Can I target my contribution towards a specific kind of scholarship?
Yes, you can target your contribution to either the Class of 1981 Alumni Merit-cum-Means
Scholarship Fund, or to the Class of 1981 Entrepreneurial Seed Scholarship Fund. You can also contribute
separate amounts to both funds.
Can I contribute funds for a specific named scholarship?
Yes. If you contribute to either fund an amount equal to or greater than INR 2,50,000, or USD 5,000 or
equivalent, one of the scholarships disbursed from that fund will be named as per your choice. You can
designate that the scholarship be named after yourself or any individual of your choice.

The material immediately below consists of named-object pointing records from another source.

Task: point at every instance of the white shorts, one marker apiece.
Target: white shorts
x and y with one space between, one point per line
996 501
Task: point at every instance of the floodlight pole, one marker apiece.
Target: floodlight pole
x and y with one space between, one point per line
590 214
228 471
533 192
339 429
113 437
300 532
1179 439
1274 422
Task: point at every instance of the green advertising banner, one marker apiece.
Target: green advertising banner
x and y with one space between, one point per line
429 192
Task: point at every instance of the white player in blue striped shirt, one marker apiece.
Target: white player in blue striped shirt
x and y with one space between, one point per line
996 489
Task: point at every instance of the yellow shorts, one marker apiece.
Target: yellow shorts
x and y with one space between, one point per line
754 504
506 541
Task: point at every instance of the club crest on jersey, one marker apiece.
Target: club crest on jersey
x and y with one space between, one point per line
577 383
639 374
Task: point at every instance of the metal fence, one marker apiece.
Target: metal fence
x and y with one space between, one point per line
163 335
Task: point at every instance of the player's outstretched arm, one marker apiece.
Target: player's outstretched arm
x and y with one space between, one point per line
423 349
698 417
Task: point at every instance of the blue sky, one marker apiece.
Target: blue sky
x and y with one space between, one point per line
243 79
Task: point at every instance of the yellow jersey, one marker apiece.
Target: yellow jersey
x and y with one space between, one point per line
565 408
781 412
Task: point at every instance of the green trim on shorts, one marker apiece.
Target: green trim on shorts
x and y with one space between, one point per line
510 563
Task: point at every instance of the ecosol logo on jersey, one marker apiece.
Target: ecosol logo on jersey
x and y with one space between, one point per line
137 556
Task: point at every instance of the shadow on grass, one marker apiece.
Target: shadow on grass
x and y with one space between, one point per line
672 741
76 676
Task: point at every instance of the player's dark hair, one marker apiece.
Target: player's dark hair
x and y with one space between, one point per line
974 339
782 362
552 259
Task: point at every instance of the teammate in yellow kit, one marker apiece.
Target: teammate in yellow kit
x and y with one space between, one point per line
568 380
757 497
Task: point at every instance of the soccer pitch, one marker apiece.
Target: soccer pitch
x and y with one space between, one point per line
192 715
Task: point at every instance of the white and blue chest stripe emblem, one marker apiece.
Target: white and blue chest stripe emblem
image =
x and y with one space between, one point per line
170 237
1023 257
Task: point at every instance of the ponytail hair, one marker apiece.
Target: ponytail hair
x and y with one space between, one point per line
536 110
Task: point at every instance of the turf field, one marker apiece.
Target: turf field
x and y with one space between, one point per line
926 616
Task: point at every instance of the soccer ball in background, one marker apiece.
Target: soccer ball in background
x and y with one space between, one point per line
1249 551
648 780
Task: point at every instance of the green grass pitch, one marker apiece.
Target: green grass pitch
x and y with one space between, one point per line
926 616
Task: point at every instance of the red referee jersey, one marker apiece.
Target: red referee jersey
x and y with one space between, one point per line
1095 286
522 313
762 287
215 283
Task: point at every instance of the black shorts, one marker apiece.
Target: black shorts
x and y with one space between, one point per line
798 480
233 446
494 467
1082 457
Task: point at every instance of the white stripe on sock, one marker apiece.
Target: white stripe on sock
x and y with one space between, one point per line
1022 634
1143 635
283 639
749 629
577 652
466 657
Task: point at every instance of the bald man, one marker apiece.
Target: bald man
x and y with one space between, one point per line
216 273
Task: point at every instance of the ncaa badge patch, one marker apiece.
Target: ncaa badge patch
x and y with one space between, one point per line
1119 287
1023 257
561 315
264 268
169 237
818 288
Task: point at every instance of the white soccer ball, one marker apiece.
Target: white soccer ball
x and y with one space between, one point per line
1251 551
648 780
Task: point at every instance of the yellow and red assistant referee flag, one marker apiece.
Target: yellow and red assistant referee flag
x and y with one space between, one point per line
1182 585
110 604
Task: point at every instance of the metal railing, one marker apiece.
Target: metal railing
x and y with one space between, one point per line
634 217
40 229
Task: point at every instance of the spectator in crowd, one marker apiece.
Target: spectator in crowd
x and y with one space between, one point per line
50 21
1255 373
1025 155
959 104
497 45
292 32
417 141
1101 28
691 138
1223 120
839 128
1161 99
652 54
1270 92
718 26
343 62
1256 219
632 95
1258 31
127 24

A named scholarship does not imply that your specific contribution is set-aside in a separate account,
or that separate scholarship grants in your name are made only from your contribution. Limitations
on administrative overhead preclude such handling of your contribution. Your contribution will be
commingled with other contributions to the fund in a common pool. When scholarship awards are
granted from the fund, one of the award letters from that fund each year will refer to the grant
as the named scholarship in the name you specified. Recognition will also be accorded on the
IIT Bombay Alumni Association web site for the named scholarships granted each year from the
Class of 1981 Alumni Entrepreneurial Seed Scholarship Fund.
When should I contribute?
Contribute now. You can make your contribution at any time, either before, during, or after
the Class of 1981 25th Alumni Reunion which is to be held at IIT Bombay on December 23 and 24, 2006.

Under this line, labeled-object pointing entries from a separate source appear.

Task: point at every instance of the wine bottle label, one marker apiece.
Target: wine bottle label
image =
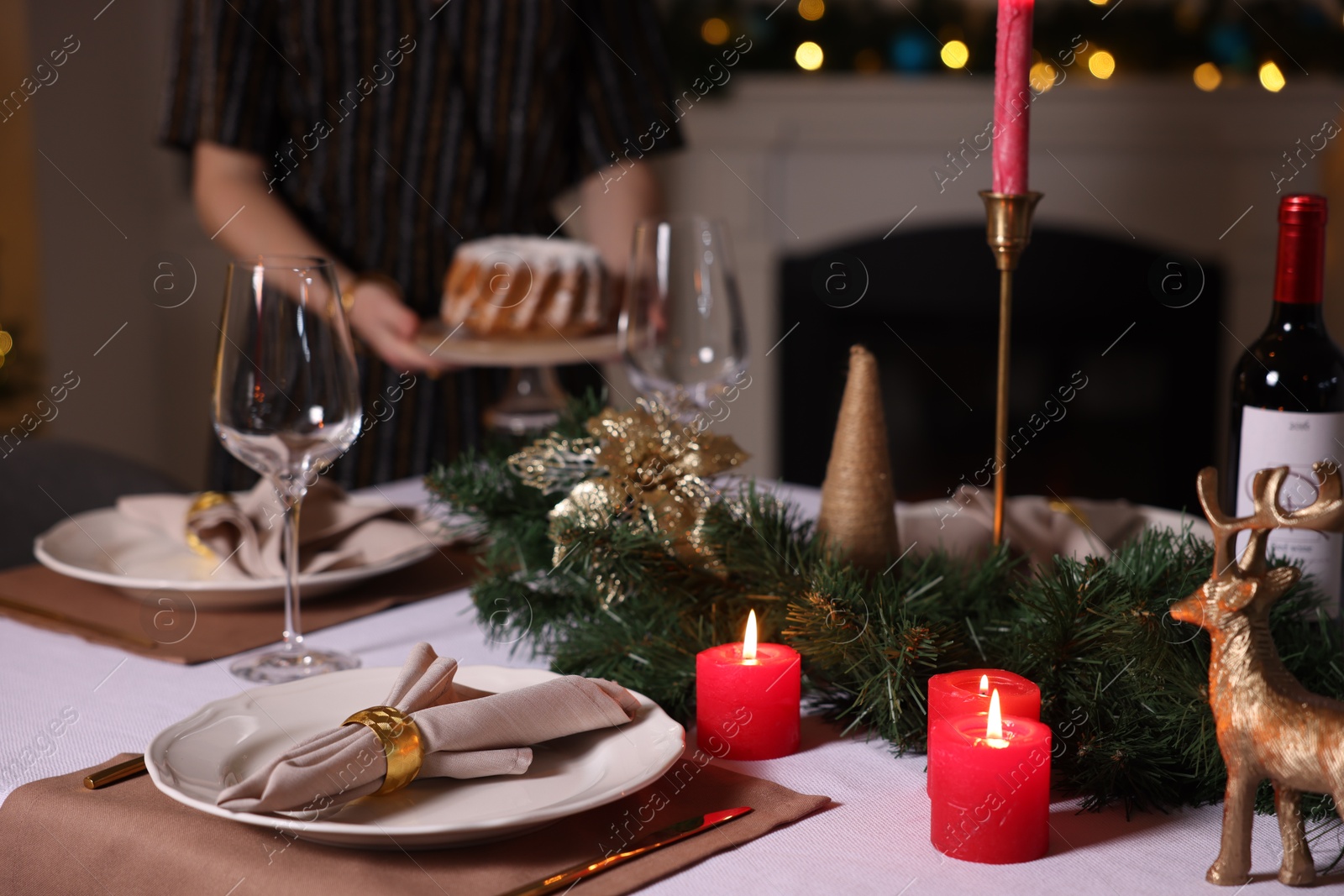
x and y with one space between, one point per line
1297 441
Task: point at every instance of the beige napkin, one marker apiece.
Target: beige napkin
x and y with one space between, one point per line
465 734
1032 526
246 531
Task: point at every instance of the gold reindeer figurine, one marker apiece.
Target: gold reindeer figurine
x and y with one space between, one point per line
1269 726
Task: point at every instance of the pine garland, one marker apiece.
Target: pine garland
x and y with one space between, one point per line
1124 687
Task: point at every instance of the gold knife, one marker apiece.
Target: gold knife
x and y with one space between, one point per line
54 616
658 840
112 774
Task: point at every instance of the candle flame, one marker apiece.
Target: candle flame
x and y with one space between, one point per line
995 725
749 640
996 721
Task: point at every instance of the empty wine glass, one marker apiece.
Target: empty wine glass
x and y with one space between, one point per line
682 329
286 405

It is strongly suggested you contribute before the reunion event, so that your contribution can be
recognized during the reunion event.
Okay, I am ready. How do I contribute?
If you live in India, the instructions for donation are at
http://www.iitbombay.org/alum/fundraising/HowToDonateIndia.htm
If you live outside India, the instructions for donation are at
http://www.iitbombay.org/alum/fundraising/HowToDonate.htm (includes information on US corporations that match donations)
Both the above pages also have a pledge form that can
be used to specify the purpose of the donation. Please make sure you select
either the Scholarship or the Entrepreneurship options of the legacy
project.
You can also pay by credit card, by going to
https://www.iitbombay.org/IITBFund/OnlineDonation/creditcardpayment.asp.
On the form, you can select either the Scholarship or the Entrepreneurship options of the legacy
project.
When you donate, please attach a cover letter indicating that your donation
is for the class of 81 legacy project, and specifying whether you would like to
donate to the Merit-cum-Means Scholarship or to the Entrepreneurial Seed Scholarship.
Keep in mind that it will cost the Legacy
Project 3% or so in fees for any donation made via credit card. That's money going
to the credit card company instead of going toward the Legacy Project. Just write a
cheque ... or even better, donate securities that may give you an even larger tax benefit.